Countries are gearing up their infrastructure for digitalization, with significant investments from major economies aimed at modernizing their electricity grids. However, achieving the full potential of digitalization in driving the clean energy transition will require continued collaboration between policymakers and industries. This involves implementing standards, policies, and regulations that prioritize innovation and interoperability, while also addressing cybersecurity and data privacy concerns.
As per the International Energy Agency’s (IEA) Tracking Clean Energy Progress, investment in digital technologies for grids has grown by over 50% since 2015 and is projected to constitute 19% of total grid investment by 2023. Notably, there’s a rising focus on the distribution segment, which now accounts for over 75% of digital spending. Investment in electric vehicle charging infrastructure has also surged, doubling in 2022 compared to the previous year.
Despite these advances, smart grid investments must more than double by 2030 to align with the ‘net zero emissions’ scenario, particularly in emerging markets and developing economies. The global count of smart power meters exceeded 1 billion in 2022, indicating a tenfold increase from 2010. However, for the first time in years, investment in these meters slightly decreased, reflecting near-complete deployment in many countries.
Likewise, the number of connected devices equipped with automation and sensors is expected to reach 13 billion in 2023, compared to under 1 billion a decade ago. This figure could surpass 25 billion by 2030. A similar pattern is seen in power grids, with approximately 320 million distribution sensors deployed globally.
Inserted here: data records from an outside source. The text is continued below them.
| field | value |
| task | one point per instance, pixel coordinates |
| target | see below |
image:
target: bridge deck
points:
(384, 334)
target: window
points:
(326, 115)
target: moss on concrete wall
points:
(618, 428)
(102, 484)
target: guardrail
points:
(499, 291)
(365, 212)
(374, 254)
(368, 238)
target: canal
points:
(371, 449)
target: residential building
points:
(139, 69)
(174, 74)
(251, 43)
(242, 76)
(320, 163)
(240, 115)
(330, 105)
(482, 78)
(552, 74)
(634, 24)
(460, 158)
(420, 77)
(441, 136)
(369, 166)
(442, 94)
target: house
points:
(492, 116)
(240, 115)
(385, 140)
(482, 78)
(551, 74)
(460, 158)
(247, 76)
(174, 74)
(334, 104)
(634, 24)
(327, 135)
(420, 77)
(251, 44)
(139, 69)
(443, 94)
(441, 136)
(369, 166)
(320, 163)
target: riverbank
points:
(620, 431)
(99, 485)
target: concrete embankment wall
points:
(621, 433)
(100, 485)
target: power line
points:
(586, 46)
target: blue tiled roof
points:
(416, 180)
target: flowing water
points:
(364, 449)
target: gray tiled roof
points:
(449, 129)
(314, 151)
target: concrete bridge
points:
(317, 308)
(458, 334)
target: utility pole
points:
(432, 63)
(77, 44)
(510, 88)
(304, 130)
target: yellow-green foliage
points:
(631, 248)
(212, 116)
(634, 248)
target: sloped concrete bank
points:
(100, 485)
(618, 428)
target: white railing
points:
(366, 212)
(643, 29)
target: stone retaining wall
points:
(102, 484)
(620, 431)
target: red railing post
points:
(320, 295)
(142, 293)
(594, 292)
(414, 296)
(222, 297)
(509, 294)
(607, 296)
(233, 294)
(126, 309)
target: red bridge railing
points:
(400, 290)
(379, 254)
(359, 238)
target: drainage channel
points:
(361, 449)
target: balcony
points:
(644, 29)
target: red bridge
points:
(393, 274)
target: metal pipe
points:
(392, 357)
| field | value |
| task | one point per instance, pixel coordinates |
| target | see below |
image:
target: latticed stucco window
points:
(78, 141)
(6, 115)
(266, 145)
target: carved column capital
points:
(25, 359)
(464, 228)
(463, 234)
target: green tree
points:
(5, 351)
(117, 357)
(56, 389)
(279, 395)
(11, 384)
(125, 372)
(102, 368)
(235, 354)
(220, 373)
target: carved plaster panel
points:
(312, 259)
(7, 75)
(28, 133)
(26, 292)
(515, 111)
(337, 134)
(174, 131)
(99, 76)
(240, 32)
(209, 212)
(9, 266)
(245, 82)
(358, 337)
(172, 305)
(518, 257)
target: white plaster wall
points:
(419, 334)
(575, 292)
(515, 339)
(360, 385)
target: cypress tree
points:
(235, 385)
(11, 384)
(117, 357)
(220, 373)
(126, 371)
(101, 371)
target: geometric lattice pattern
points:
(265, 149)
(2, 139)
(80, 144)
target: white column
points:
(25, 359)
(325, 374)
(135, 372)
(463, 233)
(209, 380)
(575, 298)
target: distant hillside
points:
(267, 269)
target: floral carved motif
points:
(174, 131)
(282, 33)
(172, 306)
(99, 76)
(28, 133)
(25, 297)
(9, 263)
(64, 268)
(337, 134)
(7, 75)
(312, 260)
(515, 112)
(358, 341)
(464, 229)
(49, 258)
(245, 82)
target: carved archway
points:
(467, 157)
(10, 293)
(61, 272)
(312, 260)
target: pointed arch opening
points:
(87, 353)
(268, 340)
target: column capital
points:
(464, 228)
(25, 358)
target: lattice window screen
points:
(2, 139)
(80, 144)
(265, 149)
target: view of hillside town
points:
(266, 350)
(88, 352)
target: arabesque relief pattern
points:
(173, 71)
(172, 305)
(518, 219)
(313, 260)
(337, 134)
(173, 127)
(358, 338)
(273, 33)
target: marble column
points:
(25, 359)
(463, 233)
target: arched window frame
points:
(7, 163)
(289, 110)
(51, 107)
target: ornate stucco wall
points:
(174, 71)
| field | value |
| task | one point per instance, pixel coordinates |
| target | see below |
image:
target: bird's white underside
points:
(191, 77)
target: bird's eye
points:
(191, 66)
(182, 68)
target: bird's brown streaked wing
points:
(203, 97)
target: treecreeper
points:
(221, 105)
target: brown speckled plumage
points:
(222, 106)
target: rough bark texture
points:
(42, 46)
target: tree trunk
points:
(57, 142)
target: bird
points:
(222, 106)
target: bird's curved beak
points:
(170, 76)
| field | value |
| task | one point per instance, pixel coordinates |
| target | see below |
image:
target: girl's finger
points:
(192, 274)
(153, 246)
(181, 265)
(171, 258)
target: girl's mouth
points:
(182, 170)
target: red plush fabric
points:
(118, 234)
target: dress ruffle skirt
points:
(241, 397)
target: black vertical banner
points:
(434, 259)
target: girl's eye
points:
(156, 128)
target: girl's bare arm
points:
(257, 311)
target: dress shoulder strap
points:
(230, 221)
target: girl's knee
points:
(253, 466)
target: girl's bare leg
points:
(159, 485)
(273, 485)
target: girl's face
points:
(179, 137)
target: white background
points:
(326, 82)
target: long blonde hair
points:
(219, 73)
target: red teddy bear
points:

Recent notable developments include the European Union’s action plan and the UK’s ‘digital spine’ feasibility study. The European Commission anticipates around €170 billion of a total €584 billion investment in the European electricity grid by 2030 will be allocated to digitalization. Other significant investments are observed in China, Japan, and India.
For future progress, the need for advancements in smart EV charging and harnessing flexibility from the growing EV fleet is important. While there are millions of public charging points worldwide, only a fraction possess smart charging capabilities. To meet ‘net zero’ goals, the inventory of flexible assets must increase tenfold by 2030, requiring leverage of all sources of flexibility.
Enabling digital technologies like smart meters and distributed monitoring devices is essential to fully unlock flexibility from connected devices. In addition to deploying these technologies, effectively utilizing existing data and digital assets is crucial to benefit both consumers and the energy system.